Всегда присутствует, как маленького одевают, кладут в кроватку,
убаюкивают, прислушивается к его дыханию; уходя, три раза его
перекрестит, поцелует в лобик и долго стоит в детской, им любуясь.
Впрочем, Александр и девочку ласкает исправно; жаль, что Маша очень еще
слаба; ходит с большим трудом и не говорит. Наташа, прежде
нежели быть в Яропольцах, проведет неделю, может быть и больше, в
Москве. Александр отсюда тронется едва ли раньше сентября, а поехать ему
в Болдино необходимо и для своих, и для наших дел, но не может этого
сделать прежде, нежели окончит записки в архиве. Как бы ни было, в
Петербурге летом ему трудно будет работать при жаре и грустно вдали от
жены и детей. Леон бредит Тифлисом, а папа и я уедем в Михайловское;
Вяземские едут за границу, так что летом у Александра останется один
Соболевский, с которым он и теперь неразлучен. Говорит, ему гораздо
полезнее общество этого медведя, чем рысканье по гостиным. С этим,
пожалуй, и я согласна, но, будь сказано между нами, какую существенную
пользу может поднести (ofrir) Александру Сергей Соболевский? Сашка и без
него рифмы отыщет. Что между ними общего? Разве попробует учить
Александра бороду носить, да и ту отращивать сыну не позволит ни служба,
ни положение в свете. Борода делает Соболевского смешным донельзя,
привлекая на него все взгляды (Cette barbe rend Sobolefsky on ne peut
plus ridicule, et attire sur lui tous les regards), о чем, если не
ошибаюсь, тебе уже писала. Впрочем, Соболевского я ставлю гораздо выше
другого приятеля Z. Этот уже положительно ни на что не похож; благо его в
Петербурге нет. Дело прошлое, – продолжает Надежда
Осиповна, – но я страшно боялась одно время за здоровье Наташи. Об
опасениях на ее счет бедного Александра и говорить не стоит: сам едва от
беспокойства не слег и сетовал на зимние выезды жены. Говорил, если бы
не злополучные балы, никакая болезнь Наташи и не коснулась. Умоляет и
тебя беречься. Знает, что осенью, по моему расчету в октябре, ты должна
сделаться матерью. Ехать мне к тебе в Варшаву едва ли будет возможно, а
как бы мне желалось к тому времени находиться при тебе! Сама бы за тобой
ухаживала и первая благословила бы ребенка. Все это высказала я
Александру, и знаешь, какая у него блеснула мысль? Приехать тебе в июле
или начале августа к нам, в наше Михайловское.

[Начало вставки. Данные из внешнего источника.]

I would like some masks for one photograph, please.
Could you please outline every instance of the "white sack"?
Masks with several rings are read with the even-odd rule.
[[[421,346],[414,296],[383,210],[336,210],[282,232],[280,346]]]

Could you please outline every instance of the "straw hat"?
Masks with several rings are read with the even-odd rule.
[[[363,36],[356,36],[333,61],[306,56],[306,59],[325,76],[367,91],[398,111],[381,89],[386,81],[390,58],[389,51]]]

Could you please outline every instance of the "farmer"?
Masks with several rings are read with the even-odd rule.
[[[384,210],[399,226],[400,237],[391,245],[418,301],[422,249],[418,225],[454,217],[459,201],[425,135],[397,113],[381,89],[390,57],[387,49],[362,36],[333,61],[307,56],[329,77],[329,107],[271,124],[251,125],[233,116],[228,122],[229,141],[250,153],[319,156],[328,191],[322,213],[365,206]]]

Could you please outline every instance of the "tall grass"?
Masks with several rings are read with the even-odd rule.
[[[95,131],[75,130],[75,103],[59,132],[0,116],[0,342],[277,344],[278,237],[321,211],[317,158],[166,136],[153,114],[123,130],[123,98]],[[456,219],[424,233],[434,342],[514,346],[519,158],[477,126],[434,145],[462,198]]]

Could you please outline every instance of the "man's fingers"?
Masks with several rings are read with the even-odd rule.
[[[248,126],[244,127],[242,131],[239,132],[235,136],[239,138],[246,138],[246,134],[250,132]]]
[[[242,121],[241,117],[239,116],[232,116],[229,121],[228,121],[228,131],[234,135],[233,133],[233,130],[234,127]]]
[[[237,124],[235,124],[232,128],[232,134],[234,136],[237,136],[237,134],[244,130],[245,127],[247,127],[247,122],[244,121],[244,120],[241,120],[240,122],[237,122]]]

Доедешь до Острова, куда и
вышлем тебе экипаж, а в Пскове живет очень хороший врач Бернар – не то
что варшавские коновалы. Псков от нас недалеко; в Пскове проживает и
знакомая ему искусная повивальная бабка… и ее пригласим, а я буду твоей
безотлучной сиделкой. Подумай об этом! Александр, кроме того, сказал,
что если возьмет продолжительный отпуск, то съездит повидаться с тобой в
Варшаве; ни разу там не был. Вместе бы и приехали! Александру
я пересказала о подвигах в Варшаве неблагодарного пьяницы Проньки. Все
это Александра возмутило до крайности; говорит, что ему лоб забреет и
что Пронька не стоит всех ваших хлопот". "Милая Оля, –
пишет Сергей Львович на другой день, от 11 апреля, – здоровье мама,
слава Богу, поправляется, но болезнь могла принять серьезный оборот, тем
более, что, не говоря мне ничего, мама продолжала выезжать. Но в конце
концов она не могла уже долее таиться и сообщила свое желание пригласить
Спасского. Александр советовал ей обратиться именно к Спасскому, в
которого он верит, как в Бога. Хотя я докторам верю почти так же, как
покойный Мольер, – все эти господа на один покрой (tous ces messieurs
sont de la meme trempe), но невозможно ставить Спасского на одну доску с
прочими эскулапами: очень помог твоей матери, а стало быть, и мне. Твой
приезд к нам в Михайловское, – продолжает дед, – был бы для меня так
желателен, что боюсь о нем и мечтать. Александр, как мама тебе писала,
собирается, после побывки в Болдине, лишить твоего присутствия дурацкую,
как выражается, Польшу, и лишить, по крайней мере, на несколько
месяцев, да привезти тебя из Варшавы в наше милое Михайловское.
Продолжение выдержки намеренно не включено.